Structure-guided de novo design of molecules that selectively target EWS-FLI1
Ewing sarcoma is an aggressive cancer that primarily affects children and adolescents. There are no targeted therapies for Ewing sarcoma and the prognosis upon relapse or metastasis is bleak for most patients. The major vulnerability of Ewing sarcoma, the fusion protein EWS::FLI1, has proven to be undruggable despite heroic efforts by many research groups. We are proposing an entirely novel approach that will uncover new, high-resolution structural insights about behavior and properties of the EWS::FLI1 fusion.

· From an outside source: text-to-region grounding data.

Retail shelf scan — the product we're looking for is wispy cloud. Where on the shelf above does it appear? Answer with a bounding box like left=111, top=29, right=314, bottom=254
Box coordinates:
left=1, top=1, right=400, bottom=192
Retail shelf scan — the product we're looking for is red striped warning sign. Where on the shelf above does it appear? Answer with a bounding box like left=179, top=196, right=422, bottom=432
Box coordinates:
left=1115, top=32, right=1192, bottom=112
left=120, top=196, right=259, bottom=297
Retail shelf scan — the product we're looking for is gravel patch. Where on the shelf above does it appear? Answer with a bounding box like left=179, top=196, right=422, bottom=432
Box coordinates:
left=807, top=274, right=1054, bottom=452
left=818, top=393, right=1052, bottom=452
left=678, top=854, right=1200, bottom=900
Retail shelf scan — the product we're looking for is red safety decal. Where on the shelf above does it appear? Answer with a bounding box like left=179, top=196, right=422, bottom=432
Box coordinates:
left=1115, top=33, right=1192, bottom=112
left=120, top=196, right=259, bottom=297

We will then combine these observations with data from our proteomic studies to improve the design of molecules that interact selectively bind EWS::FLI1. We will incorporate our experimental approaches with leading-edge computer-aided optimization techniques to guide and improve our designs. The over-arching goals of our approach is to use these molecules to entice the patient’s cellular machinery to selectively target and degrade EWS-FLI1.
Project Goal:
The goal of our project is to provide proof that selective targeting of EWS::FLI1 is feasible and achievable. The preliminary data supporting our premise demonstrates that a detailed (atomic) level understanding of how EWS::FLI1 selects and binds natural ligands opens the possibility of designing highly selective binding partners. We therefore aim to elucidate the rules that govern EWS::FLI1 interactions with it native ligands and use this information to improve the selectivity of a series of designed molecules. A parallel effort within the proposal will seek to determine if computational design approaches and directed evolution can develop molecules that are as (or more) selective than natural ligands. Together these efforts will advance our long term project goals of selective targeting and directed degradation of EWS::FLI1.